Broadband and Wide Angle Nonreciprocal Thermal Emission from Weyl Semimetal Structures

TL;DR

This paper proposes novel Weyl semimetal-based structures that achieve broadband, wide-angle nonreciprocal thermal emission, overcoming previous limitations and enabling advanced thermal energy harvesting applications.

Contribution

It introduces three new structures combining Weyl semimetal films with dielectric and metallic layers for broadband, wide-angle nonreciprocal thermal emission without patterning.

Findings

Bandwidth of nonreciprocity is tunable via film thickness.

Dielectric spacer broadens the emission bandwidth.

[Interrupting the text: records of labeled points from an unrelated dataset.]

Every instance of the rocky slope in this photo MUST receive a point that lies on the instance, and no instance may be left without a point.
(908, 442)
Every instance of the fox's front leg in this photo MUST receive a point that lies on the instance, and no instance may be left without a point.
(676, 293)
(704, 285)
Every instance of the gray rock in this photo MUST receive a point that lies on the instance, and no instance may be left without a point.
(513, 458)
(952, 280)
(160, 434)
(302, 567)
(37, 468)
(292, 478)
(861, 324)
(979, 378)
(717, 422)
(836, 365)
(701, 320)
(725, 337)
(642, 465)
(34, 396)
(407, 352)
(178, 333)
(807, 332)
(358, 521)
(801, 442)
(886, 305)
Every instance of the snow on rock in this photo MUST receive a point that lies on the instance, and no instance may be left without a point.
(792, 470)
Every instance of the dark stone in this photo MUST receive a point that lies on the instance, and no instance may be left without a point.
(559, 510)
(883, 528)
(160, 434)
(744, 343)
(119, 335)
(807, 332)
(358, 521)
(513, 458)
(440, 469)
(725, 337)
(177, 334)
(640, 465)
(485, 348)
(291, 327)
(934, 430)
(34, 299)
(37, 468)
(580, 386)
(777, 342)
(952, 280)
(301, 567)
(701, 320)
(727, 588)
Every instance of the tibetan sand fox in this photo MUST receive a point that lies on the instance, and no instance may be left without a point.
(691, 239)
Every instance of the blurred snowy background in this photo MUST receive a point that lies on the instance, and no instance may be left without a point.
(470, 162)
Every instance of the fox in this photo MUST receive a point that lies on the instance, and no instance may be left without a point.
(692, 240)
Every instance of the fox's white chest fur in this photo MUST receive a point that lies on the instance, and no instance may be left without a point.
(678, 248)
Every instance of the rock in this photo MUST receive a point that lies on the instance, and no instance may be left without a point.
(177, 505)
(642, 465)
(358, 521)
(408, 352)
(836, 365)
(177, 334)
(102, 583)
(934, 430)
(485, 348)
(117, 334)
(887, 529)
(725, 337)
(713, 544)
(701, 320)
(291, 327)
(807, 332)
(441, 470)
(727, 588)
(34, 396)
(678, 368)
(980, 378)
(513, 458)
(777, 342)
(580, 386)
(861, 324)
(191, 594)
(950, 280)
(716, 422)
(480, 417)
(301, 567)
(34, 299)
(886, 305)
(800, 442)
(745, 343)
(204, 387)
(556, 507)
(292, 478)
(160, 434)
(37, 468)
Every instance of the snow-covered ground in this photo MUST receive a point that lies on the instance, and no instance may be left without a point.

Adding metallic layers enhances control over thermal radiation.

Abstract

Nonreciprocal thermal emission is a cutting-edge technology that enables fundamental control over thermal radiation and has exciting applications in thermal energy harvesting. However, so far one of the foremost challenges is making nonreciprocal emission to operate over a broad wavelength range and for multiple angles. In this work, we solve this outstanding problem by proposing three different types of structures always utilizing only one Weyl semimetal (WSM) thin film combined with one or two additional dielectric or metallic layers and terminated by a metallic substrate. First a tradeoff relationship between the magnitude and bandwidth of the thermal nonreciprocity contrast is established based on the thickness of the WSM film. Then, the bandwidth broadening effect is demonstrated via the insertion of a dielectric spacer layer that can also be fine-tuned by varying its thickness. Finally, further control on the resulting strong nonreciprocal thermal radiation is demonstrated by the addition of a thin metallic layer in the proposed few layer designs. The presented composite structures work for a broad frequency range and multiple emission angles, consisting highly advantageous properties to various nonreciprocal thermal radiation applications. Moreover, the proposed designs do not require any patterning and can be experimentally realized by simple deposition fabrication methods. They are expected to aid in the creation of broadband nonreciprocal thermal emitters that can find applications in new energy harvesting devices.